At UC Merced, Beheshtian said she has noticed a decrease in food quality. She said food has been undercooked, and she has found things in her food that should not be there.
“I feel like it’s gotten worse, (where) a lot of the people I know have gotten sick from there,” she added.
To combat the staffing shortages, universities should try to employ more students, said Gehad Elhanafy, Associated Students of UC Merced internal vice president.
“I’m pretty sure almost every student has a job to be able to support themselves, so why not pay them to work where they go to school?” said Elhanafy, a third-year bioengineering student at UC Merced. “Why have them drive all the way to the McDonald’s across town because they need a job or to the malls … or to that one restaurant somewhere far away … versus just employing them on campus?”
Some UC campuses have tried a variety of ways to incentivize people to apply.
UCLA has been attending job fairs and using other recruitment and outreach efforts to help fill the vacancies, Alvarado said in the emailed statement.
“UCLA Dining will continue to work on solutions until UCLA’s 14,500 on-campus residents are able to enjoy the same level of quality and service that was provided before the pandemic and earned UCLA recognition as having the best dining program in American higher ed,” she added.
UC Riverside has been participating in job fairs, billboard advertising and other recruitment strategies, Warren said in an emailed statement.
UC San Diego has been able to hire more employees who help reduce the issues caused by the lack of staff, said UC San Diego spokesperson Leslie Sepuka in an emailed statement.
“The university has hired and onboarded several full-time dining staff members and dining student employees, and we hope to see a similar trend for the upcoming weeks,” Sepuka said.
Over the course of the quarter, the lines at UC San Diego dining halls have decreased significantly from the hour wait, Agni said.
“When we started the quarter, things were bad in both dining halls, restaurants and across campus at transportation, the student union, etc.,” Agni said. “Now, things are still bad, but they’re getting better. I know that, for example, in addition to dining halls, transportation is also short on staff, but they’re making up for that with different service offerings and aggressive recruitment bonuses, pay increases.”

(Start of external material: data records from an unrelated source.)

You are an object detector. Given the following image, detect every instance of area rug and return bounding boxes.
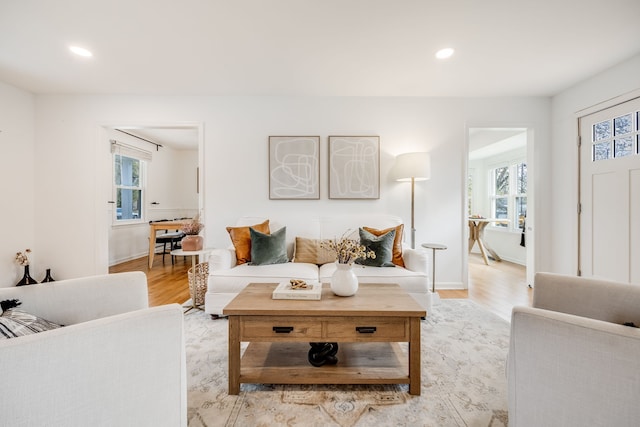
[185,299,509,427]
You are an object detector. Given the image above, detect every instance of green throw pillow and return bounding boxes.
[249,227,289,265]
[356,228,396,267]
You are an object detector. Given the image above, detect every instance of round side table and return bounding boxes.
[422,243,447,293]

Velazquez added that she has noticed an improvement in her on-campus job when more student workers were hired, but these improvements have not been extended to dining halls on the Hill.
In her own office, Gatica said she’s heard the lines have gotten better at eat-in dining halls but not at takeout places such as The Study at Hedrick and Rendezvous.
She added that even though there is a slight improvement, the university needs to compensate employees better with livable wages.
“I do hope UCLA takes accountability for this and also supports their workers (and) supports the labor that’s being put into to serve our students with food,” Gatica said.